What you are seeing. Training data points arrive one by one into a whitened embedding space. Each point is shown as a translucent ε-ball — the region it "covers." Two points are connected when their ε-balls overlap (Mahalanobis distance < 2ε). Connected components are found by union-find and coloured by size: blue → isolated · green → growing cluster · orange → large cluster · red → giant component.

In the K=2 phase (N below the BBP threshold slider), all points land on the blue hyperplane — the 2D eigenspace spanned by the two resolved eigenmodes. The ε-balls are translucent spheres whose colour encodes cluster size — blue for isolated, shifting through green and yellow toward red as the giant component grows. You can watch the coalescence happen: small clusters merge, the colour warms, and eventually one dominant red blob spans the plane. That is percolation in the 2D eigenspace.

At the BBP threshold (drag the N₃ slider to control when the third eigenmode opens), the points suddenly lift off the plane into a 3D cloud. The previously red giant component instantly becomes a thin slice of a larger 3D space — coverage fraction drops, the colour cools back toward blue/green, and you are back in the fragmented regime. This is the discontinuity in γ(N) described in the theory.

The re-percolation in 3D requires substantially more points than the original 2D percolation did — because the volume to fill scales as εd, and d just jumped from 2 to 3. You can drag the elevation slider or click and drag the canvas to see the 3D geometry from any angle.
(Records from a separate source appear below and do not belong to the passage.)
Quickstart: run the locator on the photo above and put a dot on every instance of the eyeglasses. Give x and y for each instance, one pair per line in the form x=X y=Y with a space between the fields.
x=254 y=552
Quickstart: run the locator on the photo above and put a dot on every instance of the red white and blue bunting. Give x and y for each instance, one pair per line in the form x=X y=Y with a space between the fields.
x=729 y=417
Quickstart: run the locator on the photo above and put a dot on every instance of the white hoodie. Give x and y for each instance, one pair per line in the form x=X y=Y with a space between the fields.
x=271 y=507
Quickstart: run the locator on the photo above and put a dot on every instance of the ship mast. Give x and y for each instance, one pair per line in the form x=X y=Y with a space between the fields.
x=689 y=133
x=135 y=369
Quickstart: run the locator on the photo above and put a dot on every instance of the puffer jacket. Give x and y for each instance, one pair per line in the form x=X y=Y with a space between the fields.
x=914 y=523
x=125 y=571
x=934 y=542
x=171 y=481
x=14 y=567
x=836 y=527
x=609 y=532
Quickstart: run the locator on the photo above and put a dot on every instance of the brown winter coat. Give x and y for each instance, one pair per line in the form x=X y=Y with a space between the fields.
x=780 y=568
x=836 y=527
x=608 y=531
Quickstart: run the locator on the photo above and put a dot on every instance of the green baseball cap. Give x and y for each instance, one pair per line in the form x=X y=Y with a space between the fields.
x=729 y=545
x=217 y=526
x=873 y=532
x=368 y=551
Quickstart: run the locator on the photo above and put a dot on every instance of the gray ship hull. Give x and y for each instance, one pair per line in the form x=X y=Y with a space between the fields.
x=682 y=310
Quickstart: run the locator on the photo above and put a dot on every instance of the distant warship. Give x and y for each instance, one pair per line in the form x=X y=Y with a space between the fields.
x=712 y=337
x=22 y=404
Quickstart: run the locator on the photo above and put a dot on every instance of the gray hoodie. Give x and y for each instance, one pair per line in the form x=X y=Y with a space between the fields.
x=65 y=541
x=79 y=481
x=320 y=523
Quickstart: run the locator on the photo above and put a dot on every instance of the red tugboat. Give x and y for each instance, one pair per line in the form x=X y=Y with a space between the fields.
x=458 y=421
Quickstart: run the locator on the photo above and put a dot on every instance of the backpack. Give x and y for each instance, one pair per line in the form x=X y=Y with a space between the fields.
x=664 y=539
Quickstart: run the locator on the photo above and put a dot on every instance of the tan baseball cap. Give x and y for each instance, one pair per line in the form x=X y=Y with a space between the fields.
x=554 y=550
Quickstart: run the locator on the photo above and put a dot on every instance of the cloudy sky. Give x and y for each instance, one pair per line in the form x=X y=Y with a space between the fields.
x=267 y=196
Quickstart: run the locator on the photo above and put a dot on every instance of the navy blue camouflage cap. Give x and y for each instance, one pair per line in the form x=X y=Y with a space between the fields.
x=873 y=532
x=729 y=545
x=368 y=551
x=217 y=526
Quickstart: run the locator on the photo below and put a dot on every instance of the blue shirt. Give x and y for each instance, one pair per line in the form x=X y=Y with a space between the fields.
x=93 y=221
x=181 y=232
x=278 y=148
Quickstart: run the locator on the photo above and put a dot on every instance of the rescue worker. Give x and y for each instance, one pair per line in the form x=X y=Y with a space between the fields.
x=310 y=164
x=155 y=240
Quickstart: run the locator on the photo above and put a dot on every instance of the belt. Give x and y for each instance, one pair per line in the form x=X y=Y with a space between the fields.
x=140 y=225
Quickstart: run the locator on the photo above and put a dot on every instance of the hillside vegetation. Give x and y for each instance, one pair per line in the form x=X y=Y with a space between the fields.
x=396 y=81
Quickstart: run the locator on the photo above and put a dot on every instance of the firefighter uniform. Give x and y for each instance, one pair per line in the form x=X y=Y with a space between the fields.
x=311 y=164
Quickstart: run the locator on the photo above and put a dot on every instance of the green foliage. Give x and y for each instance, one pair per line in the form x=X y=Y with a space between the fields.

The core theorem. The percolation threshold satisfies Nc ≈ ρc(d) · Vol(Mw) / Vd(ε) and is invariant to the eigenvalue spectrum of the raw data covariance — it depends only on the Mahalanobis geometry and the regularisation parameter. The BBP transition at NBBP(k) = D / (λk − 1)² governs when the k-th eigenmode becomes statistically resolvable; the percolation threshold then determines when that subspace is geometrically covered.